Sejenak, napasku tercekat di tenggorokan. Bukan karena kata-katanya terdengar kasar, tetapi karena suaranya bergetar dengan cara yang tidak biasa.

 

 

“Maaf, jika saya membuat Anda merasa tidak nyaman…”

 

 

Dia menggelengkan kepalanya.

 


“Tidak. Hanya saja… dulu saya percaya hal semacam itu, dan butuh waktu lama bagi saya untuk melupakannya.”

 

 

Aku tak bisa bertanya apa maksudnya. Orang yang pendiam cenderung hanya berbicara setelah persiapan yang lama.

 

 

Kami duduk dalam keheningan untuk beberapa saat. Sinar matahari lembut, dan kami sesekali mendengar kicauan burung dan langkah kaki kucing.

 

 

“Bukankah wajar untuk mengharapkan sesuatu dari orang lain?”

 


Aku bertanya dengan hati-hati. Kali ini, dia menatapku. Matanya, yang diterangi sinar matahari, tampak ragu sejenak.

 

 

“Orang yang berharap… selalu berakhir dengan kekalahan.”

 

 

Saya tidak bisa menjawab pertanyaan itu.


Pada saat itu, seseorang memanggil Minho dari kejauhan. Sepertinya itu seorang penduduk desa.

 

 

“Sudah lama tidak bertemu? Kurasa mereka sudah buka kembali sekarang.”

 

 

Itu dimaksudkan sebagai lelucon, tetapi Minho tidak tertawa. Dia hanya mengangguk sedikit, lalu berdiri dan pergi.

 

 

“Ayo pergi.
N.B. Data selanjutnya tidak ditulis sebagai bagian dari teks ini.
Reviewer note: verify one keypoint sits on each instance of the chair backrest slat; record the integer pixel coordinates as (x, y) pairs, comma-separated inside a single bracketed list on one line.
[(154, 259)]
Sudah waktunya memberi makan kucing-kucing itu.”

 

 

Hari itu, kami tetap diam sepanjang perjalanan pulang. Jarak yang kupikir telah mendekat, diam-diam muncul kembali.

 

 

*

Begitu aku membuka pintu kafe, Dori berlari menghampiriku. Aku langsung duduk, menggendong anak itu. Minho diam-diam mengambil wadah makanan kucing. Aku meletakkan tanganku di punggung Dori dan mengamatinya. Kata-katanya yang blak-blakan, gerakannya yang hati-hati, punggungnya yang terlalu mudah berpaling. Mungkin aku sedikit melihat alasan mengapa dia kesulitan mendekati orang lain hari ini. Dori dengan tenang menutup matanya di pangkuanku.

 

 

Malam itu, aku bergumam sendiri tanpa alasan.

 


“Minho, aku benar-benar tidak mengatakannya semudah itu.”

 

 

Hari itu beruntung karena tidak hujan. Namun, awan gelap menyelimuti hatiku.